I drove to Cedarhurst on Tuesday and told Marvin about Thanksgiving. I said, "The turkey is twenty pounds." He said, "That's a big bird." I said, "Yes. The biggest bird." He smiled. The smile was real and warm and lasted four seconds. Four seconds of Marvin smiling about a turkey. I will keep these four seconds. They are mine.

I made cranberry sauce — from scratch, whole berries, orange zest, the sauce that must not come from a can, the sauce that I make every year with the same recipe and the same conviction: cranberry sauce from a can is an abomination. This is not a flexible position. This is theology. The sauce simmered and popped and turned garnet-red and filled the kitchen with the tart sweetness that means Thanksgiving is imminent, and the imminence is the comfort, and the comfort is the cooking, and the cooking is the life.

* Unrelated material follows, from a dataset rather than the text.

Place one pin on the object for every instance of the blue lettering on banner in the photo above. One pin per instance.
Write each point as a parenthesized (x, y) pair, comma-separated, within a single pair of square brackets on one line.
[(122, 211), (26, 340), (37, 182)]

The cranberry sauce that simmered on my stove that Tuesday — garnet-red, tart, made with whole berries and orange zest and absolute certainty — reminded me why I also keep a jar of this Cherry Rhubarb Jam in the refrigerator all season long. It’s the same theology: fruit, sugar, heat, patience, and the refusal to accept a shortcut. If you understand why cranberry sauce must never come from a can, you already understand this jam. It belongs at the table the same way Marvin’s place setting does — as a quiet insistence that some things are worth doing fully, from scratch, every time.

Cherry Rhubarb Jam

Prep Time: 15 min | Cook Time: 30 min | Total Time: 45 min | Servings: 24 (about 3 cups)

Ingredients

  • 2 cups fresh or frozen cherries, pitted and halved
  • 2 cups rhubarb, chopped into 1/2-inch pieces (about 3–4 stalks)
  • 1 1/2 cups granulated sugar
  • 2 tablespoons fresh lemon juice
  • 1/2 teaspoon pure vanilla extract
  • 1/4 teaspoon fine salt

Instructions

  1. Macerate the fruit. Combine cherries, rhubarb, and sugar in a medium heavy-bottomed saucepan. Stir well to coat all the fruit, then let sit at room temperature for 10 minutes until the sugar begins drawing out the juices.
  2. Bring to a boil. Set the pan over medium-high heat and bring the mixture to a full, rolling boil, stirring frequently to prevent scorching on the bottom.
  3. Simmer until thickened. Reduce heat to medium and cook at a steady simmer for 20–25 minutes, stirring occasionally. The jam is ready when it clings to the back of a spoon and a small amount dropped onto a cold plate wrinkles when nudged with a fingertip.
  4. Finish and season. Stir in the lemon juice, vanilla extract, and salt. Cook for 2 more minutes, then remove from heat.
  5. Cool and store. Let the jam cool in the pan for 10 minutes, then pour into clean glass jars or an airtight container. Refrigerate for up to 3 weeks, or process in a water bath canner for shelf-stable storage of up to 1 year.

Nutrition (per serving, approximately 2 tablespoons)

Calories: 62 | Protein: 0g | Fat: 0g | Carbs: 16g | Fiber: 1g | Sodium: 10mg

Ruth Feldman
About the cook who shared this
Ruth Feldman
Week 389 of Ruth’s 30-year story · Oceanside, New York
Ruth is a sixty-nine-year-old retired English teacher from Long Island, a Jewish grandmother of four, and the keeper of her family's Ashkenazi recipes — brisket, matzo ball soup, challah, and a noodle kugel that has caused actual arguments at family gatherings. She lost her husband Marvin to early-onset Alzheimer's and now cooks his favorite meals for the grandchildren, because the food remembers even when the people cannot.